Mr. Sandal reported from time to time on the progress of the investigations, and the reports were uniform and monotonous. Everything seemed to confirm the boy's story.
"The most heartening thing, using the word in its sense of reassurance," Mr. Sandal said, "is that the young man seems to have no contacts since he came to England. He has lived at that address since the Philadelphia's arrival, and he has had neither letters nor visitors. The woman who owns the house occupies one of the front rooms on the ground floor. She is one of those women who has nothing to do but sit back and watch her neighbours. The lives of her tenants seem to be an open book to the good lady. She is also accustomed to waiting for the postman and collecting the letters he drops. Nothing escapes her. Her description of myself was, I understand, hardly flattering but quite touching in its fidelity. The young man could therefore have hardly had visitors without her being aware of it. He was out all day, of course; as any young man in London would be. But there is no trace of that intimacy which would suggest connivance. He had no friends."
The young man came willingly to the office and answered questions freely. With Bee's consent, Kevin Macdermott had "sat in" at one of these office conferences, and even Kevin had been shaken. "What shakes me," Kevin had said, "is not the fellow's knowledge of the subject-all good con. men are glib-but the general cut of his jib. He's quite frankly not what I expected. After a little while in my job you develop a smell for a wrong 'un. This chap has me baffled. He doesn't smell like a crook to me, and yet the set-up stinks."
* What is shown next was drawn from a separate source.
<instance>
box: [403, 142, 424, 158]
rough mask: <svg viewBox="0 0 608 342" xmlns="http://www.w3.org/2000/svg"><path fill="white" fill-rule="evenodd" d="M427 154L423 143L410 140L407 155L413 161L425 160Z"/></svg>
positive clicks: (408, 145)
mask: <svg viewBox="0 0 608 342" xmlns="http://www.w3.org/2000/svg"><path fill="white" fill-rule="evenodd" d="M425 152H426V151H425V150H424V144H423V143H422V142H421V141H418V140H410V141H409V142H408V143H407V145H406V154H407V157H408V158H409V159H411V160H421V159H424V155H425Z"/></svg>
So the day came when Mr. Sandal announced to Bee that Cosset, Thring and Noble were now prepared to accept the claimant as Patrick Ashby, the eldest son of William Ashby of Latchetts, and to hand over to him everything that was due to him. There would be legal formalities, of course, since the fact of his death eight years ago had been presumed; but they would be automatic. As far as they, Cosset, Thring and Noble, were concerned, Patrick Ashby was free to go home whenever he pleased.